Tuesday, July 20, 2010

In Defence Of...Minority Report.

In Defence Of... is the first of various new weekly strands designed to bring you closer to the films we love, the people who make them and the stars who front them. Barry kicks off a series defending the overrated, unloved or just plain misunderstood movies that for we think need to be stood up for by championing Stephen Spielberg's early noughties sci-fi flick Minority Report. Question is...do you agree?

Minority Report is a movie that doesn’t need a defence. It portrays a not too distant future with plausible accuracy and just the right amount of realism. Its world is totally inhabitable and instantly believable. The film’s reality isn’t that far removed from our own and there is enough integrated futurist technology that all the best sci-fi since Blade Runner has borrowed. It doesn’t just feel real, for all intents and purposes it is real. Dystopia with a box-office sheen. Noir with a Spielberg twist. The washed out, beautifully realised visual style perfectly complements the atmosphere. We buy into this world. Immediately. How can we not when it looks this good.

What tickled me about Minority Report was the slow realisation (on perhaps my third viewing) that I actually really – no really – liked it. Having seeing it on initial release I brushed it off as a watchable, entertaining slice of Spielberg effortlessness – much like his other 2002 effort Catch Me If You Can. I could not have been more off the mark – credit where due – this is a substantial slice of modern Hollywood box-office.
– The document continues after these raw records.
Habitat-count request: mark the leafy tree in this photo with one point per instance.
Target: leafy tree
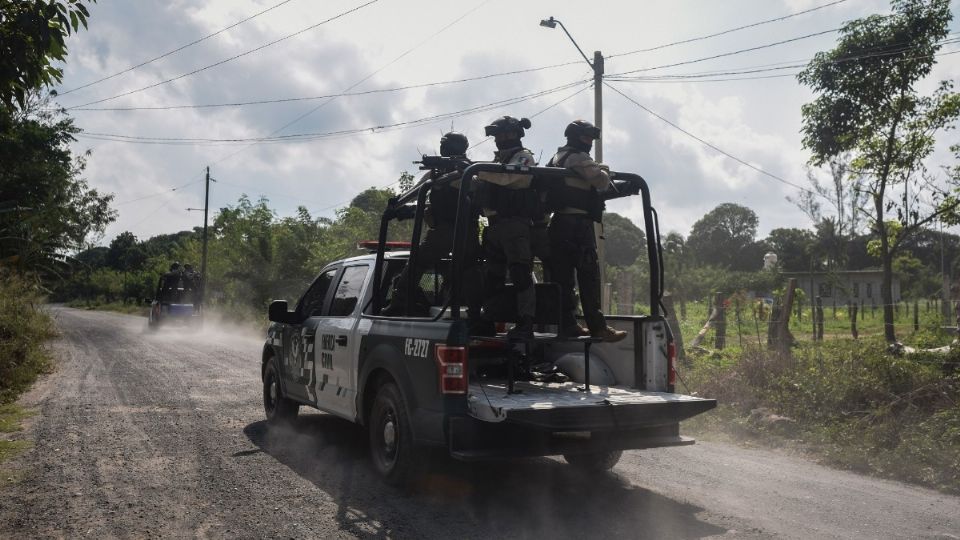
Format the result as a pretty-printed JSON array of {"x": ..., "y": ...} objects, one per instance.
[
  {"x": 722, "y": 234},
  {"x": 624, "y": 240},
  {"x": 867, "y": 106},
  {"x": 46, "y": 209},
  {"x": 32, "y": 35}
]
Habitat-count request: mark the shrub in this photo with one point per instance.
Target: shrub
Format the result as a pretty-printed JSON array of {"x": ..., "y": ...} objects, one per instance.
[{"x": 23, "y": 330}]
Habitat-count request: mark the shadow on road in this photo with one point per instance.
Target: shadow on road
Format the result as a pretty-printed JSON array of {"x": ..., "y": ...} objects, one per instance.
[{"x": 525, "y": 498}]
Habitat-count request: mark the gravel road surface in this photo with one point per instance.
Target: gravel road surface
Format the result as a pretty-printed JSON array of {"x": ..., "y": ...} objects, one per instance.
[{"x": 162, "y": 435}]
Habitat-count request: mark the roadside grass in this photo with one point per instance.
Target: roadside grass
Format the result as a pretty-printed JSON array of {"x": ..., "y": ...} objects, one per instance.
[
  {"x": 850, "y": 404},
  {"x": 118, "y": 307},
  {"x": 10, "y": 417},
  {"x": 24, "y": 328}
]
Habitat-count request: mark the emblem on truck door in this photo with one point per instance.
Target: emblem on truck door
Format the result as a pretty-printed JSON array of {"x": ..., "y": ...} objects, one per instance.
[{"x": 416, "y": 347}]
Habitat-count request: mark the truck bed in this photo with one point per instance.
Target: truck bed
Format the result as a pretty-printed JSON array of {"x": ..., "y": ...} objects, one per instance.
[{"x": 566, "y": 407}]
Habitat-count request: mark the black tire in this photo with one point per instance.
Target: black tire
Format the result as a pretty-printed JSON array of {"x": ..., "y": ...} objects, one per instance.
[
  {"x": 594, "y": 461},
  {"x": 391, "y": 437},
  {"x": 279, "y": 409}
]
Perhaps one of the best of it’s kind in recent years.

Colin Farrell goes toe-to-toe with Tom Cruise in screen performances that (once you get over the fact that you’re too cool to admit it) are actually very good. Tom manages to subdue his, well, overt “Tomness” – even if it surfaces occasionally throughout. Farrell does the young pup to a tee, Max Von Dydow is gleefully malevolent and Lois Smith has a wonderful turn as Dr Iris Hineman, a retired pioneer of the Pre Crime Program.

Above all, the involving, satisfyingly complex story is absorbing and, although it flags a little towards the end, the pace is cracking throughout.

Spielberg’s status and iconic early output will always leave his most recent efforts wide open to backlash, but with Munich and Minority Report (and to a lesser extent the underrated War of The Worlds) he has crafted a fine body of later period work. Here, he is firing on all cylinders. It is undoubtedly his best cinematic exercise of the last decade and is his most fully realised vision since Saving Private Ryan. As such I find myself in the odd position of championing a Tom Cruise fronted blockbuster. But ask yourself this – if all blockbusters were as big, clever and involving as this would any of us care who fronted what? Of course not.